Elin tersenyum mendengar ucapan Thalia. "Terima kasih ya Thalia!"
Mereka pun belajar bersama. Thalia dengan sabar memberitahu Elin tentang materi yang kurang dipahami oleh Elin.
"Coba kerjakan soal ini," Thalia memberikan kertas berisi soal kepada Elin. Namun tak ada jawaban.
Thalia melirik ke arah Elin. Ia terkekeh pelan melihat sahabatnya itu sudah memasuki alam mimpi. Thalia membereskan buku-bukunya. Ia pun berbaring di sebelah Elin. Baru saja akan terlelap teleponnya berdering.
Dilihat layar handphone miliknya. Tertera nomor asing.
*“Halo! Siapa ini?”
“Perkenalkan! Saya adalah pangeranmu, yang pernah menolongmu saat kau tersesat tak tahu arah,” ucapnya dengan bangga.
“Darel! PD amat! Tapi makasih ya!”
“Iya sama-sama cantik,” pujinya
‘Ini orang kesambet apa sih’ heran Thalia.
"Ada apa, Rel? kalau gak ada keperluan aku tutup"
"Eh jangan dulu ditutup! Aku hanya ingin tahu apakah kamu sudah tidur apa belum?"
"Belum, buktinya aku bisa angkat telepon darimu," ujar Thalia.
Mereka terdiam beberapa saat.
"Gak ada kepentingan lain, aku tidur ya!" kesal Thalia.
"Oh iya kata Omah, besok kamu bisa ke rumah tidak?" tanya Darel.
"Kata Omah atau kata kamu?" canda Thalia.
"Serius! Omah tanya begitu, dia mintaku buat menanyakan itu padamu!"
"Iya deh percaya …. Um, besok aku gak bisa ... aku ada keperluan. Lusa deh aku ke rumah Omah."
"Oke, nanti aku sampaikan ke Omah. Sudah dulu ya aku mau tidur."
"Iya.
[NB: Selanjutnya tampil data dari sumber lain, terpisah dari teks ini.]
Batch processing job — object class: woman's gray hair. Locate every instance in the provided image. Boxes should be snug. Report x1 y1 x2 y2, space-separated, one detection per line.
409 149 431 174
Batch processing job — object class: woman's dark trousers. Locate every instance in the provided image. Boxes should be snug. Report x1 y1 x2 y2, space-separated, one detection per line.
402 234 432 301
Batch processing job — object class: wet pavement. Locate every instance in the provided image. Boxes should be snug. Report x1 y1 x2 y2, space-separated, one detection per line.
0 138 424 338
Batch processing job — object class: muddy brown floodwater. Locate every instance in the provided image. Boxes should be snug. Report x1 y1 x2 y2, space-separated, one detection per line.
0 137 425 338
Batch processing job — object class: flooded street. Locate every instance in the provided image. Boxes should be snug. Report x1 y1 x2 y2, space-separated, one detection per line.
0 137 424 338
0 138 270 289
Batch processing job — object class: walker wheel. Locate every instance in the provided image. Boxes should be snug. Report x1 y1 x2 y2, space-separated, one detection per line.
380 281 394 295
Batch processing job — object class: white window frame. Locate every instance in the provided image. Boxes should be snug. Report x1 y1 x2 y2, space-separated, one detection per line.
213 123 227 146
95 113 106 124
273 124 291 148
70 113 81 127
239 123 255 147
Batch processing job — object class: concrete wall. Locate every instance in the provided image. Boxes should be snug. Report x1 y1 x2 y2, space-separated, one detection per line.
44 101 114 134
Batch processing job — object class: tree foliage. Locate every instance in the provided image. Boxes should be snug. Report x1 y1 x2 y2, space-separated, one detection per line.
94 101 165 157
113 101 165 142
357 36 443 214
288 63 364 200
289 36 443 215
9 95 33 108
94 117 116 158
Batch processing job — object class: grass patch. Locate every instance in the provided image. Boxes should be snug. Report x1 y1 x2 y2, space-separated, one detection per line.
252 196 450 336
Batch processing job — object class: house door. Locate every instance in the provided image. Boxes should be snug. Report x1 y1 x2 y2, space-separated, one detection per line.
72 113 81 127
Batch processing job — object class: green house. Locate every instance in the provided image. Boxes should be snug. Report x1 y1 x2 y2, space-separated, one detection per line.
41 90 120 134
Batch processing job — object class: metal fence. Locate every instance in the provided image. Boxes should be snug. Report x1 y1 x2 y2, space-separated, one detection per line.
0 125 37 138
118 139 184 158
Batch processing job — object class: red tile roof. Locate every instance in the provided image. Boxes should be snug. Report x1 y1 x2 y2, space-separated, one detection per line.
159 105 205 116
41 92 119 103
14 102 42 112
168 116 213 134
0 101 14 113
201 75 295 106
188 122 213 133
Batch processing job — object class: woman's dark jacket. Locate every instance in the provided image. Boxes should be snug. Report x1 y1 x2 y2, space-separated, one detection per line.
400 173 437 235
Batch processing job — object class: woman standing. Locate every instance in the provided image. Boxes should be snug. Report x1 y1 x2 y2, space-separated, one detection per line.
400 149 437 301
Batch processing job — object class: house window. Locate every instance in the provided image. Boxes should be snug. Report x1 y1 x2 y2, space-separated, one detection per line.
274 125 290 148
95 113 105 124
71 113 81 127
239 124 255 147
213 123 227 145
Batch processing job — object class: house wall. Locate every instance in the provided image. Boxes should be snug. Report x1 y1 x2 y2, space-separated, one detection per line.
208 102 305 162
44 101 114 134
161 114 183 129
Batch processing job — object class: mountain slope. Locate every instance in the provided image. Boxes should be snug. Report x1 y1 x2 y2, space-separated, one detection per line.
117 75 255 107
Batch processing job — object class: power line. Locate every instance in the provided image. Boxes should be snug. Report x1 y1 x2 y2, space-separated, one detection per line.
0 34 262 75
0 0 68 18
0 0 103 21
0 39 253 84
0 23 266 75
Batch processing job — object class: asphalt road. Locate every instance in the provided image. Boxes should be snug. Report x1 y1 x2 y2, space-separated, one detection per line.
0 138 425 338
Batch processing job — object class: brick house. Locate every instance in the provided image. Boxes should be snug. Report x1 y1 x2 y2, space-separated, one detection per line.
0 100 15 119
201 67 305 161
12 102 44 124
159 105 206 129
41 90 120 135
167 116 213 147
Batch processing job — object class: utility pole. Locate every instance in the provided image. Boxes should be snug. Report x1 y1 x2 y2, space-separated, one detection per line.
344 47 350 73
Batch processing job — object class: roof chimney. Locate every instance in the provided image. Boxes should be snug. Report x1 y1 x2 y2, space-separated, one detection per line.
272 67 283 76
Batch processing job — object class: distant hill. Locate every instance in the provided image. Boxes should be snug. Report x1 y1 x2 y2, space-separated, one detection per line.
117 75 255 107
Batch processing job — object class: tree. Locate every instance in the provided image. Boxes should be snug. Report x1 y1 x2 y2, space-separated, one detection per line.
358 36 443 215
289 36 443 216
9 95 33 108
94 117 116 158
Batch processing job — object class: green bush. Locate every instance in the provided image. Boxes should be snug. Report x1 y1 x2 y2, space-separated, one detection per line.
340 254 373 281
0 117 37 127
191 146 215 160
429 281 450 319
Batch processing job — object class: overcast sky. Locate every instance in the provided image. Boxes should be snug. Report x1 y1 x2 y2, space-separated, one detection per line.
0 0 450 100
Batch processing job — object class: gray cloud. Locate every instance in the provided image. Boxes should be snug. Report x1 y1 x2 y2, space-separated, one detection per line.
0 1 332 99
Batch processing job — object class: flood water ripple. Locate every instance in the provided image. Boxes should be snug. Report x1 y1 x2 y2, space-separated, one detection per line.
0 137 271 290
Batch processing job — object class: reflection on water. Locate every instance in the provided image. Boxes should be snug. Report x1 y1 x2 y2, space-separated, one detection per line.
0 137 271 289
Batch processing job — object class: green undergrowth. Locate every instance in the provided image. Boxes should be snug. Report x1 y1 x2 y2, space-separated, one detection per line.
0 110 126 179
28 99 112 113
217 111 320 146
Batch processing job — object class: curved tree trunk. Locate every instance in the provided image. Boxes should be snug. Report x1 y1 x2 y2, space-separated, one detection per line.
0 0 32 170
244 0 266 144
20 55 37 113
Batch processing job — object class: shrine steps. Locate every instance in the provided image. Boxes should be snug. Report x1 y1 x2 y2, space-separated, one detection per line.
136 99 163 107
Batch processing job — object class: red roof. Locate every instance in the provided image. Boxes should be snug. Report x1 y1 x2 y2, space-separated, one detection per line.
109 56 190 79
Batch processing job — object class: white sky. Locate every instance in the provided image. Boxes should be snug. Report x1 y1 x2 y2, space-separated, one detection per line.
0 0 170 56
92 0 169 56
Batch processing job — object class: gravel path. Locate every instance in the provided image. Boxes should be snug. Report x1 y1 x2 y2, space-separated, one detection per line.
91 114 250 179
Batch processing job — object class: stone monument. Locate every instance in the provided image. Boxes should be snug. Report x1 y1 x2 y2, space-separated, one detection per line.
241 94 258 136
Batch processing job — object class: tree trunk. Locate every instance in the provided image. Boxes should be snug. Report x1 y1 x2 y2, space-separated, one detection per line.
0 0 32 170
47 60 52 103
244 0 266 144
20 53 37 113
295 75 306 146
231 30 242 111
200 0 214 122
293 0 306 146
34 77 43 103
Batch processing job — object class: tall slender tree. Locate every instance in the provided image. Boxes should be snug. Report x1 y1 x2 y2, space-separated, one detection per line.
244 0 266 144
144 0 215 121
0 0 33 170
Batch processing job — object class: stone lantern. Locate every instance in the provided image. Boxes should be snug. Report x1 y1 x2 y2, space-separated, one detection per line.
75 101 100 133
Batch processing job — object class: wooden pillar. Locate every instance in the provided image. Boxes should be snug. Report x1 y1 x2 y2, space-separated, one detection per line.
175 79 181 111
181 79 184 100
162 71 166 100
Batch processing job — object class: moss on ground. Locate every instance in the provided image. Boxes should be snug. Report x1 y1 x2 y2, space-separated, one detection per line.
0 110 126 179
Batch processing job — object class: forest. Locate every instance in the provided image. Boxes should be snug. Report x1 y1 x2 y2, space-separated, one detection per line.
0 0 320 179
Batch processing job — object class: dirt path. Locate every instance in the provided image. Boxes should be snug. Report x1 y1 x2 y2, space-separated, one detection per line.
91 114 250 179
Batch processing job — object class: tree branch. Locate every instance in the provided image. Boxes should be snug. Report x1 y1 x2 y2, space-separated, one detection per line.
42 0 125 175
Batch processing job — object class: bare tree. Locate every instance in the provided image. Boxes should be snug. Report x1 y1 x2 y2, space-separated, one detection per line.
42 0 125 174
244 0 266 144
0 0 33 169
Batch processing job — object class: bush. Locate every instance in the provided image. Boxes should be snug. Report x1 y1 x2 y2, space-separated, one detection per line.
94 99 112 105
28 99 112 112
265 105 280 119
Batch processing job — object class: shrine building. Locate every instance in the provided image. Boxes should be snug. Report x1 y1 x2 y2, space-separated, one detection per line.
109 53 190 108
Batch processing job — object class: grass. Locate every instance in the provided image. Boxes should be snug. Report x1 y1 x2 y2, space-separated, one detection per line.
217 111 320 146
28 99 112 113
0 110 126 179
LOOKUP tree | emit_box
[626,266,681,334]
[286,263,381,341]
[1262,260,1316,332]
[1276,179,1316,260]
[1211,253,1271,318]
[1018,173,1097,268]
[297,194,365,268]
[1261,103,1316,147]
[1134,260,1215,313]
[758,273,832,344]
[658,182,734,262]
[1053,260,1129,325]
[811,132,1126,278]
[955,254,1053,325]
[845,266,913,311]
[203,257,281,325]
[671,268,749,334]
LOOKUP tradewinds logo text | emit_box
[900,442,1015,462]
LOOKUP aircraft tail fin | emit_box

Dah"*
***
Thalia sedang sibuk mempersiapkan sarapan pagi.
"Selamat pagi sahabatku," ujar Elin yang sedang berjalan menghampiri Thalia.
"Selamat pagi kembali," balas Thalia sambil tersenyum.
Mata Elin berbinar melihat masakan yang ada di hadapannya. Hidungnya yang langsung menyergap aroma nasi goreng khas Thalia. "Pasti enak nih!" lanjut Elin.
"Enak dong, kalau bikinan aku pasti enak. Yuk makan!" ajak Thalia.
Elin melihat Thalia dengan datar. "Iya deh!"
Selesai makan mereka bersiap untuk pergi ke sekolah bersama menggunakan mobil Elin. Sepanjang perjalanan mereka selalu asyik bercanda.
***
Setelah berjam-jam mereka berhadapan dengan materi yang diberikan oleh guru. Akhirnya bel pertanda jam pelajaran telah selesai pun berbunyi. Murid-murid berhamburan keluar dari kelasnya masing-masing. Begitu pun dengan Thalia dan Elin.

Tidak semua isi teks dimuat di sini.